Das "Problem" ist, dass ich mit meinem Laptop viel zu übervorsichtig umgehe. Das ist zwar bis zu einer bestimmten Grenze OK, aber bei mir ist das schon etwas extrem. Dadurch habe ich dann ziemlich oft unberechtigt Angst, dass er kaputt geht. Und damit die Sorgen weniger werden, wollte ich halt gerne wissen, was ein Laptop alles aushält und bei was man sich Sorgen machen sollte und bei was nicht.


----------



## worco (27. Oktober 2013)

*AW: Wie viel hält ein Laptop aus (Stürze etc.)?*

also ich hab ein(damals) als absolut anfällig verschrieenes Asus Laptop, das läuft seit 5Jahren inkl kleinerer Stürze im Rucksack, Regen auf die Tasta(da geht allerdings das >< nichtmehr) usw...kommt also drauf an, für mich hats seinen dienst getan!


----------



## 98romi (28. Oktober 2013)

Aus welcher Höhe waren diese kleineren Stürze?


----------



## iTzZent (28. Oktober 2013)

*AW: Wie viel hält ein Laptop aus (Stürze etc.)?*

Grundsätzlich gilt:

1. wenn das Gerät beim Sturz eingeschaltet ist, ist zu 100% die HDD defekt (ausser Thinkpad )
2. wenn das Gerät beim Sturz auf die Kanten fällt, hat meistens das Display einen Sprung ist ist somit defekt
3. es gibt einige Geräte, welche auch einen Sturz auf die Kanten überleben können, das wären z.B. die Geräte der Thinkpad T Serie. Denn diese haben einen extra verstärkten Rahmen (RollCage). Diese Geräte können auch problemlos mit 1-2 Gläsern Flüssigkeit umgehen, denn die läuft gemütlich aus dem Gerät wieder raus, aus den dafür vorgesehen Öffnungen.
4. Gamingnotebooks (wie dein erwähntes X7821) sind grundsätzlich dafür ausgelegt, selten transportiert zu werden, was auch das Gewicht von um die 4Kg zeigt. Die Geräte bestehen fast nur aus Plastik und sind enorm schwer... Das diese Geräte keinen Sturz unbeschadet überstehen, ist eigentlich logisch.

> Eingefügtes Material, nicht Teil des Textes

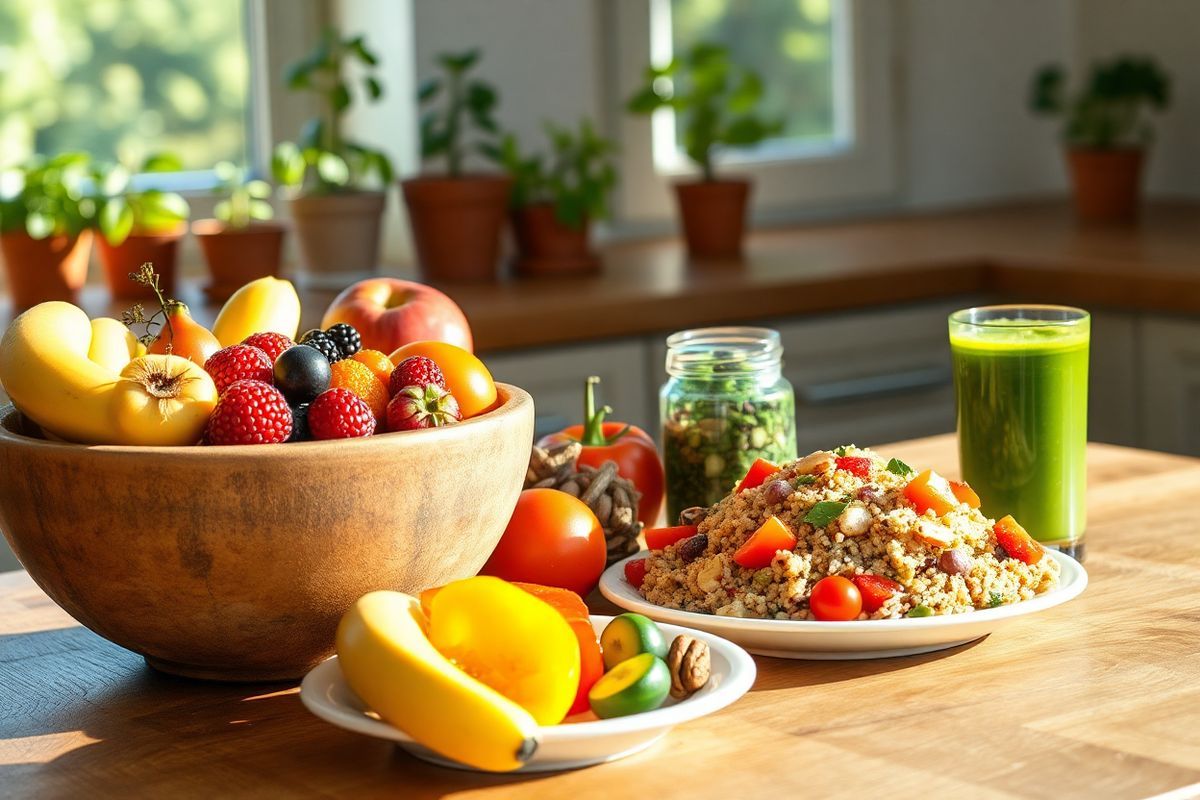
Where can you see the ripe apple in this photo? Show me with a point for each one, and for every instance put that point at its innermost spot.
(390, 313)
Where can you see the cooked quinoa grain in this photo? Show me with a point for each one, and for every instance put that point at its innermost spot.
(949, 564)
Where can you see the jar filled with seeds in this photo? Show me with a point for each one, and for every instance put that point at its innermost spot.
(725, 404)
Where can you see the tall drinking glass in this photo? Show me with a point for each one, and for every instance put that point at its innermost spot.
(1020, 384)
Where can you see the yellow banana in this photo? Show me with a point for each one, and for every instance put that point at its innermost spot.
(263, 305)
(388, 660)
(112, 344)
(47, 373)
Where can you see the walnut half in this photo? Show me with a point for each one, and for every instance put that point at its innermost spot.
(690, 666)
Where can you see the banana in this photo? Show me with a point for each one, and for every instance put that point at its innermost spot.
(47, 373)
(259, 306)
(112, 344)
(388, 660)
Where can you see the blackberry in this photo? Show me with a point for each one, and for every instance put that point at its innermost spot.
(348, 340)
(324, 344)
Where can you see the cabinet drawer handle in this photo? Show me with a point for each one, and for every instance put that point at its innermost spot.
(870, 386)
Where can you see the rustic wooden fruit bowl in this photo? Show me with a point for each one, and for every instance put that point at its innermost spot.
(237, 563)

Ein Thinkpad der T Serie ist eigentlich das robusteste, was man bekommen kann. Diese Geräte sind so konzipiert, das selbst die HDD intakt bleibt, wenn das Gerät beim Sturz eingeschaltet ist.

Hier mal ein paar interessante Videos:

http://www.youtube.com/watch?v=d7cvi00OZDM
http://www.youtube.com/watch?v=IFKHJcQ8fYo

(das wohl beste Beispiel!)
http://www.youtube.com/watch?v=VF2j7V2ImTg

(irgendwie funktioniert die YouTube Einbindung nicht...)


----------



## scarab770 (28. Oktober 2013)

*AW: Wie viel hält ein Laptop aus (Stürze etc.)?*

bis jetzt wars immer sofaor kaputt^^


----------



## 98romi (28. Oktober 2013)

Ist dann das x7821 eher ein stabiles oder ein unstabiles Notebook?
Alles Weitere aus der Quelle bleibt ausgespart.